59.02 Maintaining Optimal Trauma Outcomes: Resilience in the Midst of a Ransomware Attack

J. F. Narvaez1, J. Zhao1, J. Pugh2, W. Guo1  1University at Buffalo,Department Of Surgery,Buffalo, NY, USA 2University at Buffalo,Department Of Emergency Medicine,Buffalo, NY, USA

Introduction: On April 9, 2017, Erie County Medical Center, Western New York’s sole level I trauma center was under cyberattack. The perpetrators utilized ransomware that gained access to the hospital’s web server and encrypted hospital data, forcing a system-wide downtime for nearly 2 months. Electronic medical records, imaging, and interdepartmental communication were severely affected, forcing the hospital to temporarily return to pre-EMR era operations. We examined the impact of this cyber disaster on the outcomes of trauma care.

Methods:  Hospital trauma registry data and operating room case logs from April 9th through June 9th, 2017 were examined and compared to the previous year. Baseline characteristics were examined using the chi-square test for categorical variables and the Student’s t-test for continuous variables that were normally distributed.

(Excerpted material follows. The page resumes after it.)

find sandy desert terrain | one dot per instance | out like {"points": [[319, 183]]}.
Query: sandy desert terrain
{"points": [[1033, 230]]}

Results: There were 427 trauma admissions with patients aged 50.91 ± 22.4 from April 9th – June 9th, 2017 (n=417, aged 50.57 ± 21.95 during the same period in 2016). Blunt to penetrating ratio was 8:1 in both years. The mean injury severity score was 10.33 ± 8.33 in 2017 vs 9.86 ± 6.52 in 2016, and revised trauma score was 7.40 ± 1.32 vs 7.56 ± 0.92. There were 504 trauma/acute care operations in 2017 compared to 565 in 2016. Mean ICU length of stay (LOS) was 5.08 ± 4.59 days and hospital LOS was 6.95 ± 6.63 days in 2017 vs 4.79 ± 4.45 and 6.65 ± 7.34 days, respectively, in 2016. The in-hospital mortality was 4.92% in 2017 compared to 2.9% in 2016. Of these discharges in 2017, 34.3% went to a rehabilitation facility, 64.4% were discharged home and 0.5% were transferred to a different hospital, compared with 37.2%, 60.6% and 0.7%, respectively, in 2016. There were no statistically significant differences in all reported covariates.

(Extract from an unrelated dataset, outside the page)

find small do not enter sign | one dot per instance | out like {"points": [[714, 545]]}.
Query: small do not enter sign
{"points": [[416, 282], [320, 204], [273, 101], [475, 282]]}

Conclusion: Our results suggest that trauma patient outcomes have remained optimal despite the temporary loss of electronic health records and computer functionality. This is likely due to operational back-ups in place, increased communication between providers and staff, prioritization of patient care over documentation/ electronic tasks, and increased resilience of surgical care providers. With cyber security threats increasing in healthcare, proper preparedness should be included at different levels in hospital operations.  It is important to have policies, processes, and procedures in place for the hospital administration, information technology department, and clinical staff in order to continue to provide optimal care during such downtimes of unprecedented scale.